XXIX Domenica del Tempo Ordinario

L’evangelista Marco, ancora una volta, con il suo stile sobrio e incisivo, ci lascia intuire la totale incomprensione dei discepoli. C’è una distanza tra i dodici e il maestro, è come se parlassero lingue diverse: Gesù annuncia la sua passione e morte, e i discepoli si preoccupano dei loro posti di onore.

Ma quello che piú mi sorprende non è la cocciutaggine dei discepoli, ma la pazienza di Gesù! Sarà perché mi accorgo che anch’io, almeno una volta al giorno, metto a dura prova la pazienza del maestro e mi commuove la sua pazienza.

Gesù non si scandalizza della richiesta di Giacomo e Giovanni, non li rimprovera, non li espulsa dal gruppo. Il maestro si siede con loro e ricomincia da capo, ancora. Insegna. Spiega. Racconta. Che meraviglia!

Gesù è come un vasaio che prende e riprende tra le sue mani calde la creta ribelle che non vuole lasciarsi modellare. Le sue mani sono pazienti, non si stancano di rimpastarci e rimodellarci. Ci mette sul tornio una, dieci, mille volte. Gesù non si stanca delle nostre debolezze, le sue mani continuano a modellarci a sua immagine e somiglianza.

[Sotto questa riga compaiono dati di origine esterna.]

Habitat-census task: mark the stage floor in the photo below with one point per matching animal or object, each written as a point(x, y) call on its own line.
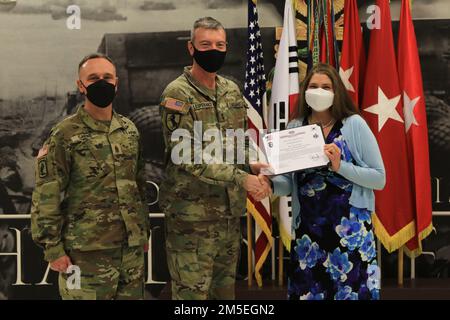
point(419, 289)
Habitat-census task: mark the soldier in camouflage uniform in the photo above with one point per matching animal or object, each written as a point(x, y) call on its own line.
point(203, 203)
point(88, 206)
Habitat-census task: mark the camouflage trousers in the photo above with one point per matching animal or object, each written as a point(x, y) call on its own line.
point(202, 258)
point(111, 274)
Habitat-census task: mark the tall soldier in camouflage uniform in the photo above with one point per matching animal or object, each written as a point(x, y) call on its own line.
point(88, 206)
point(203, 202)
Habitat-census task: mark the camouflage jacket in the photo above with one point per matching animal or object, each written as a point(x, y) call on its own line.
point(88, 193)
point(202, 192)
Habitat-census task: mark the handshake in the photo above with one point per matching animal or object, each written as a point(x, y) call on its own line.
point(257, 184)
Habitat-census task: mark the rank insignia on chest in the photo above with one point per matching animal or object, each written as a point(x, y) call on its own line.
point(203, 105)
point(173, 121)
point(174, 104)
point(42, 167)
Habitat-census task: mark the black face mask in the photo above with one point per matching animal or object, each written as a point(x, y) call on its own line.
point(101, 93)
point(210, 60)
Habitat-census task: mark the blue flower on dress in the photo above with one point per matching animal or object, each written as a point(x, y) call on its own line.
point(345, 151)
point(373, 279)
point(308, 252)
point(367, 249)
point(346, 293)
point(340, 182)
point(310, 189)
point(338, 265)
point(352, 233)
point(362, 215)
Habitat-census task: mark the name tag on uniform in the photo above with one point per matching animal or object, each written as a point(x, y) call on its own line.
point(203, 105)
point(117, 149)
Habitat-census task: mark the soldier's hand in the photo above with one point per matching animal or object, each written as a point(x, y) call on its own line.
point(265, 191)
point(61, 264)
point(257, 186)
point(257, 166)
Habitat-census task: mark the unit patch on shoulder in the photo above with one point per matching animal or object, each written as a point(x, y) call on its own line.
point(172, 121)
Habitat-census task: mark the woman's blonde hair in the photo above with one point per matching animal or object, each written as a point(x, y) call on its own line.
point(343, 105)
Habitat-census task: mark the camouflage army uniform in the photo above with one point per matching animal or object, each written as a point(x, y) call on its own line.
point(202, 202)
point(88, 204)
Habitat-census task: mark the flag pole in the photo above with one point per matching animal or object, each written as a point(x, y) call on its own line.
point(249, 249)
point(400, 267)
point(280, 261)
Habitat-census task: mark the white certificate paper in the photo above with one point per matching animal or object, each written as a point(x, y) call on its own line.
point(294, 149)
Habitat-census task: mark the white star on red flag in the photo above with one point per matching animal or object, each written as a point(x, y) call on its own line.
point(385, 109)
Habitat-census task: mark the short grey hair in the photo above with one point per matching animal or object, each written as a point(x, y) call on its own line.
point(206, 23)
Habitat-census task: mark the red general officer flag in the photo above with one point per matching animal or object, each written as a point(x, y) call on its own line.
point(410, 78)
point(394, 218)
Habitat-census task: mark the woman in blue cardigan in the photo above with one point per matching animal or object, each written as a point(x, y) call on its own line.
point(333, 253)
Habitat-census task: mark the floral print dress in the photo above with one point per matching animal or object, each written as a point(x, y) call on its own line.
point(333, 255)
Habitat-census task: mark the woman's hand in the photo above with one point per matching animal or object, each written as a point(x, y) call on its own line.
point(334, 154)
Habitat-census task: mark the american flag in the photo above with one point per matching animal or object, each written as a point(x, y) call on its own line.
point(255, 96)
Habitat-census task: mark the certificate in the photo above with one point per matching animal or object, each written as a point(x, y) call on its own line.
point(294, 149)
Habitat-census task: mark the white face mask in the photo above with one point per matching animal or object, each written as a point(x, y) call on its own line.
point(319, 99)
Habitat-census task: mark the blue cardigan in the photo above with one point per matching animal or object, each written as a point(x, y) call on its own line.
point(367, 175)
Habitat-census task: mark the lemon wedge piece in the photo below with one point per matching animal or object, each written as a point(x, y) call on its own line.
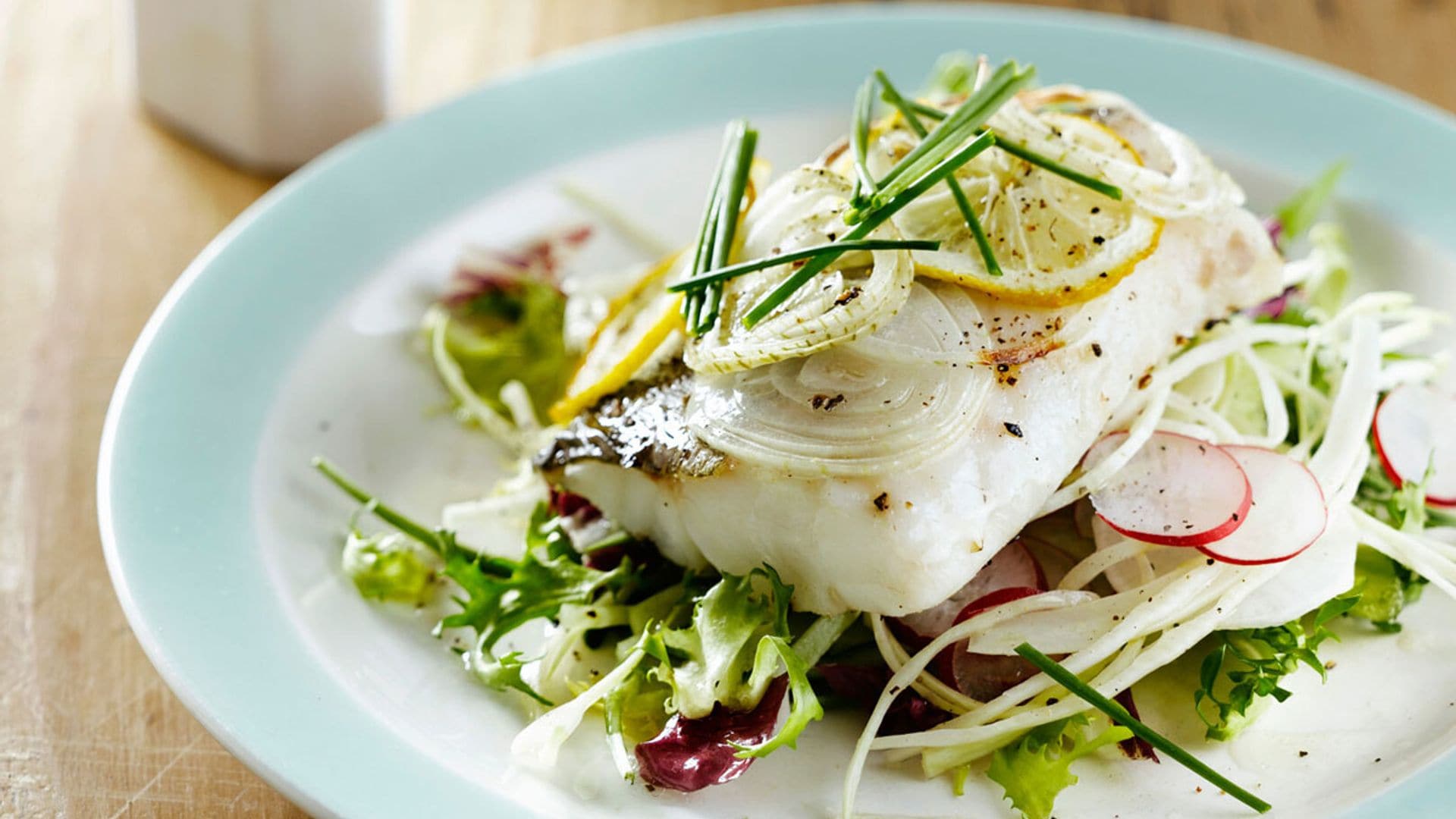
point(1056, 241)
point(638, 322)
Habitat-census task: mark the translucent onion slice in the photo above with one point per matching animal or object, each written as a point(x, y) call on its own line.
point(859, 407)
point(1175, 180)
point(856, 297)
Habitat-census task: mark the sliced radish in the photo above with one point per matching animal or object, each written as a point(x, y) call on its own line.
point(1053, 561)
point(1128, 575)
point(984, 676)
point(1288, 513)
point(1414, 428)
point(1177, 490)
point(1012, 566)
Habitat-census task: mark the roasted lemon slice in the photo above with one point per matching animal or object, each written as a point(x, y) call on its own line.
point(1056, 241)
point(638, 322)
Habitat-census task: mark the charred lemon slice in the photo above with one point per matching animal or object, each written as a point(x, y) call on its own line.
point(1057, 242)
point(638, 322)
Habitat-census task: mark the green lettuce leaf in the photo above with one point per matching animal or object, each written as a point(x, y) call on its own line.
point(1038, 765)
point(733, 649)
point(546, 577)
point(1383, 588)
point(1245, 668)
point(511, 330)
point(712, 659)
point(954, 74)
point(389, 567)
point(1301, 210)
point(504, 673)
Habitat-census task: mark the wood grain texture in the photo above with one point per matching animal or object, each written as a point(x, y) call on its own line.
point(101, 210)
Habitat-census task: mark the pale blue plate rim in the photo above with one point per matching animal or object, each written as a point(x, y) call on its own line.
point(180, 441)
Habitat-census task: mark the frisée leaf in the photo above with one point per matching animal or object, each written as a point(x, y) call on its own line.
point(1038, 765)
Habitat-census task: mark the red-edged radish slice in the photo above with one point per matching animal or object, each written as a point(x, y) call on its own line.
point(1177, 491)
point(1128, 575)
point(1414, 428)
point(984, 676)
point(1012, 566)
point(1288, 515)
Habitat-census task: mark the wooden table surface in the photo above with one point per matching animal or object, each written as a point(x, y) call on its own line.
point(101, 210)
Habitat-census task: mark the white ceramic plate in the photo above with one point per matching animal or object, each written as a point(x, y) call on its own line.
point(291, 338)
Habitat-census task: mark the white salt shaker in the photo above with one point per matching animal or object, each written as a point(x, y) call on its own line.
point(265, 83)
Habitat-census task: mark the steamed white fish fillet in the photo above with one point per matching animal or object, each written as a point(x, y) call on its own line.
point(905, 539)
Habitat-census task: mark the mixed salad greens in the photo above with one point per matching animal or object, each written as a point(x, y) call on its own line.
point(698, 673)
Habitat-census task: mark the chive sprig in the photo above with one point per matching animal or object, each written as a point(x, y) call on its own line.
point(1120, 716)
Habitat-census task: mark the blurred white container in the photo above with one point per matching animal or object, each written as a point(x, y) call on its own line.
point(265, 83)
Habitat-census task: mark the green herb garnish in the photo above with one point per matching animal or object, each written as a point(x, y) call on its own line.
point(867, 226)
point(836, 248)
point(1120, 716)
point(727, 221)
point(893, 96)
point(1038, 159)
point(859, 139)
point(944, 142)
point(1299, 213)
point(731, 168)
point(1248, 665)
point(1038, 765)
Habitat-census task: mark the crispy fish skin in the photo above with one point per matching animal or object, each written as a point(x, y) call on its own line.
point(902, 542)
point(639, 428)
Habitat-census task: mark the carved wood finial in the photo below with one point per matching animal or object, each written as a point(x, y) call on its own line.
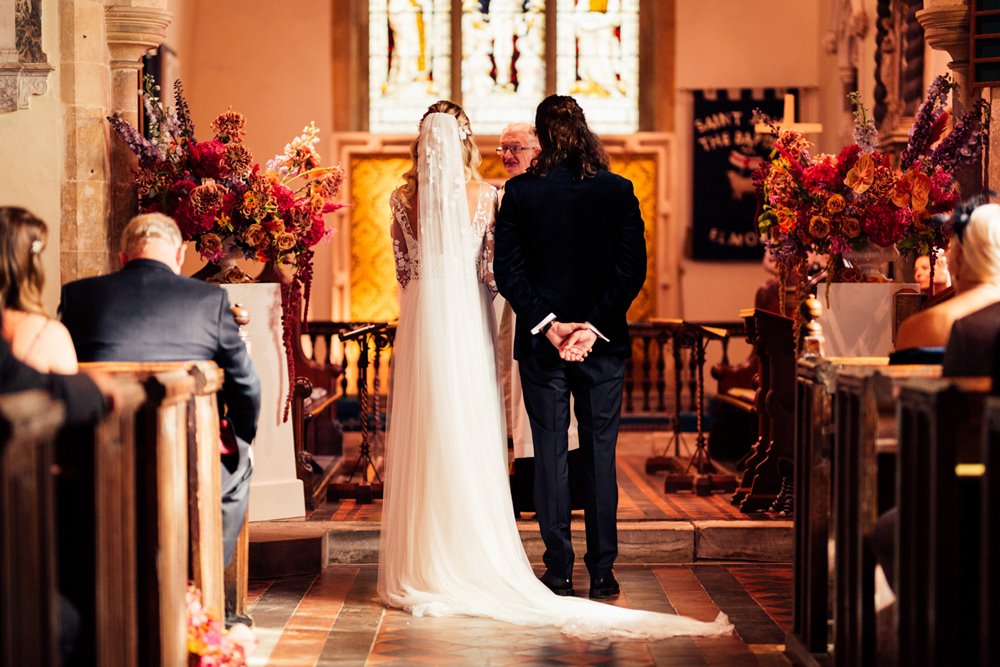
point(812, 330)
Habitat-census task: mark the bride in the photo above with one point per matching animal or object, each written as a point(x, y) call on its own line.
point(449, 543)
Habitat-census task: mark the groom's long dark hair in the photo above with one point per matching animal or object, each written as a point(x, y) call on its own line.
point(566, 140)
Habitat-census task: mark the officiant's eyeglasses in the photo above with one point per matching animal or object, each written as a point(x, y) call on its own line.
point(513, 149)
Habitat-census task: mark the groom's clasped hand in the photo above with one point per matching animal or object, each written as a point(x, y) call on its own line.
point(574, 340)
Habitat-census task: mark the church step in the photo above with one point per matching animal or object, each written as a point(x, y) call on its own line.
point(639, 542)
point(285, 548)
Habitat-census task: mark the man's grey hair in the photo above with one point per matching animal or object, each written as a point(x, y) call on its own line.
point(143, 228)
point(527, 128)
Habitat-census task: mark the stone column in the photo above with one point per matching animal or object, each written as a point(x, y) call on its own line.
point(83, 89)
point(133, 28)
point(946, 28)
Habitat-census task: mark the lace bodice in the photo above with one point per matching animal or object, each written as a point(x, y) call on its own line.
point(406, 245)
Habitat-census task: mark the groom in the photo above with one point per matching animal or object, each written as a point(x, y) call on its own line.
point(570, 258)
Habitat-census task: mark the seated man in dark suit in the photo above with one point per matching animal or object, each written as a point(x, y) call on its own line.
point(148, 312)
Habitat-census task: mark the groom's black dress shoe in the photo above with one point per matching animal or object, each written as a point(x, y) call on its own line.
point(602, 588)
point(557, 585)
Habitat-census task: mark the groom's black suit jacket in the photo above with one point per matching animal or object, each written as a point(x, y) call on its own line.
point(570, 247)
point(146, 312)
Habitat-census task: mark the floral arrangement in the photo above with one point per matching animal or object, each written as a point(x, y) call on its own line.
point(208, 641)
point(831, 204)
point(228, 204)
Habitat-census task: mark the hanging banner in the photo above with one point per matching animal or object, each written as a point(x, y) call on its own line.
point(726, 152)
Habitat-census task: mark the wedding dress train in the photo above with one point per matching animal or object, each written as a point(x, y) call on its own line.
point(449, 543)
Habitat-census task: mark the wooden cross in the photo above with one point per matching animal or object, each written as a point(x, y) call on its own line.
point(788, 121)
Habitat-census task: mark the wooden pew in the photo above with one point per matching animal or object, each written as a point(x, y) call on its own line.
point(938, 532)
point(178, 503)
point(864, 462)
point(773, 338)
point(204, 496)
point(29, 601)
point(816, 376)
point(990, 545)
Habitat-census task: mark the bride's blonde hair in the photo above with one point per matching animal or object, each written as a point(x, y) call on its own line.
point(471, 159)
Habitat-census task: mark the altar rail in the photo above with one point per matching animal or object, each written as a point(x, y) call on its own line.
point(664, 366)
point(662, 360)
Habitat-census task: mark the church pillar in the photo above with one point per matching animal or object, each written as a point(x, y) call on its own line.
point(946, 28)
point(132, 29)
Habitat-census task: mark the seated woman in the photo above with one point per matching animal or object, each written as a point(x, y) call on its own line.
point(922, 273)
point(36, 339)
point(976, 259)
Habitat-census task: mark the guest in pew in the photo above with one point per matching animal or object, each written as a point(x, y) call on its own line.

Seguire Gesù comparta un radicale capovolgimento, lo abbiamo visto molte volte meditando il Vangelo di Marco. Chi vuol essere grande, si deve fare servitore; chi vuol essere il primo, si deve fare schiavo di tutti. Ed è importante ricordare che questo programma di vita, prima di essere quello del discepolo, è quello di Gesù.

Se mi faccio servo non è per umiliarmi o perché non valgo niente, ma perché Gesù ha scelto l’umiltà per rivelare il Volto del Padre.

Se scelgo l’ultimo posto è per stare con Gesù e per vedere le cose come le vede Lui. Il mio punto di vista è solo la vista di un punto, ma guardare le cose con gli occhi di Gesù è il punto d’inizio di ogni conversione.